Este artículo presenta algunos resultados de una etnografía realizada en un centro obstétrico de un hospital del Gran Buenos Aires a partir de una discusión de la dimensión espacio-temporal de la trama de relaciones, prácticas institucionales e itinerarios de personas y grupos, que se tramitan cotidianamente en la atención hospitalaria. Analizamos la organización de la atención médica, los dispositivos y secuencias institucionales que transforman los problemas de las personas en problemas “resolubles” médicamente8, las modalidades de implementación burocráticas, los acuerdos, las negociaciones, las disputas, las distintas interpretaciones, los modos de designación y clasificación y los supuestos implícitos en la definición de los sujetos y sus necesidades9.
Luego de explorar los aportes de investigaciones sociales en servicios de salud en nuestro país y de precisar los puntos de partida y las definiciones conceptuales y metodológicas, el texto se organiza sobre la base de la reconstrucción etnográfica de distintos momentos de la atención obstétrica y sus implicaciones teóricas, entramando así descripción y análisis y apuntando al diálogo entre etnografía y teoría10.
La etnografía en la investigación en servicios de salud
Durante los últimos años, tanto en Argentina como en la región, se han producido desde las ciencias sociales numerosas investigaciones sobre servicios de salud. Analizar este vasto campo escapa a los objetivos de este artículo. Sin embargo, la referencia a algunos de estos trabajos, especialmente a aquellos que analizan servicios de salud en el AMBA, permite situar en términos generales el campo de discusiones y hallazgos en el que se inscribe nuestra investigación.
Algunas investigaciones se orientan a analizar la organización del sistema público de salud desde la perspectiva de la gestión territorial y los regímenes de implementación de políticas a nivel local. En este conjunto de estudios se analiza el proceso histórico de conformación del sector salud en municipios del Gran Buenos Aires desde una perspectiva enfocada en los procesos de descentralización sectorial y los escenarios político-institucionales locales. Así, se propone reconstruir “la arquitectura particular del sector en el nivel local, echar luz sobre los actores, las dinámicas locales, las decisiones tomadas y sus relaciones con procesos más generales”11. Se abordan las políticas locales y la coparticipación provincial por salud12; las prácticas de abastecimiento de medicamentos en hospitales públicos de la ciudad de Buenos Aires13; el financiamiento, los recursos y las estructuras administrativas de la gestión hospitalaria en cuatro hospitales de la provincia de Buenos Aires14; la accesibilidad de la población a la atención de su salud en los efectores municipales de dos municipios del Gran Buenos Aires15,16; entre otros. En un estudio se relevan las condiciones diferenciales de accesibilidad al control del embarazo y la atención del parto en distintos efectores de salud de municipios de la provincia de Buenos Aires17. En general estos estudios articulan el análisis de varias fuentes de información como encuestas en hogares, encuestas a directores y profesionales de efectores de salud, entrevistas en profundidad a funcionarios y directivos del sector salud y fuentes hemerográficas, normativas y estadísticas sectoriales18.

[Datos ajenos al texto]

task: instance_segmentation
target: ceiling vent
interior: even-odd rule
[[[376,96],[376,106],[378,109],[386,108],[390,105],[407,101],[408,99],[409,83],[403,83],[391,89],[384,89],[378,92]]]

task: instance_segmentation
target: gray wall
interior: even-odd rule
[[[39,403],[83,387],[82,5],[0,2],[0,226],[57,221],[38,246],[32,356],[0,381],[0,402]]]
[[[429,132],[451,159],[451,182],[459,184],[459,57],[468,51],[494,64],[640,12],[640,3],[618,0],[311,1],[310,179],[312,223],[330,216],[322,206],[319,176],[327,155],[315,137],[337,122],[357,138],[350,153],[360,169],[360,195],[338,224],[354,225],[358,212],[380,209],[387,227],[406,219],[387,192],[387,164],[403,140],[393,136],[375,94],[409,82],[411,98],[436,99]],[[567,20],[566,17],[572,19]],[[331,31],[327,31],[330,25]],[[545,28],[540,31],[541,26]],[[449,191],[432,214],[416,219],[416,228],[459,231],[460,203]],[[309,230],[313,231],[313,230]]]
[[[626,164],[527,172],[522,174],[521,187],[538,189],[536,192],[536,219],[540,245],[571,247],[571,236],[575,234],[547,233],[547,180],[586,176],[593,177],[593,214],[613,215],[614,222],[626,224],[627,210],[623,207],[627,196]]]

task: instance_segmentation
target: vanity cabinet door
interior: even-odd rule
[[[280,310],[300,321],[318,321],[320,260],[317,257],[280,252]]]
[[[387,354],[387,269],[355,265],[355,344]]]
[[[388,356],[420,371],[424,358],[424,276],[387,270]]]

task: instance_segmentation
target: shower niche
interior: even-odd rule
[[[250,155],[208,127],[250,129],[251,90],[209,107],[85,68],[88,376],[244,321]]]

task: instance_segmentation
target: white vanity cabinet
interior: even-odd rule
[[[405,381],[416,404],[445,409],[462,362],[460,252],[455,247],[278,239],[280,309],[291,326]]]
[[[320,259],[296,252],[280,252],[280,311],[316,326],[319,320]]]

Los estudios etnográficos en instituciones de salud se orientan en general al análisis de las categorías y saberes profesionales, así como también al de las interacciones personal-pacientes y sus experiencias de atención. Incluimos aquí los estudios sobre trayectorias terapéuticas y prácticas de cuidado de la salud en poblaciones específicas: personas que padecen migraña19, personas afectadas por el VIH-sida20, migrantes con tuberculosis21,22, usuarios de drogas ilegales23, pueblos originarios24,25, entre otras. Un número significativo de estas etnografías explora las perspectivas terapéuticas, las categorías diagnósticas y los criterios de internación y/o los aspectos cotidianos de la vida institucional en hospitales psiquiátricos y servicios de salud mental26,27,28,29,30. En particular, los trabajos etnográficos en servicios de obstetricia y/o ginecológicos abordan las prácticas y representaciones de profesionales, la dinámica de los programas, las experiencias de las mujeres, los procesos de discriminación y la construcción médica del cuerpo de la mujer31,32,33. El análisis de los procesos de implementación local de políticas públicas, en su caso de las políticas dirigidas a la madre y el niño, está en el centro de la mirada de Pozzio34 en su etnografía de las interacciones cotidianas entre agentes estatales y mujeres en un centro de salud del Gran La Plata (provincia de Buenos Aires). Su trabajo apunta a entender “los diferentes modos de concebir a las mujeres, la maternidad y el género de parte de los distintos actores sociales que dan vida a las políticas públicas de salud”34.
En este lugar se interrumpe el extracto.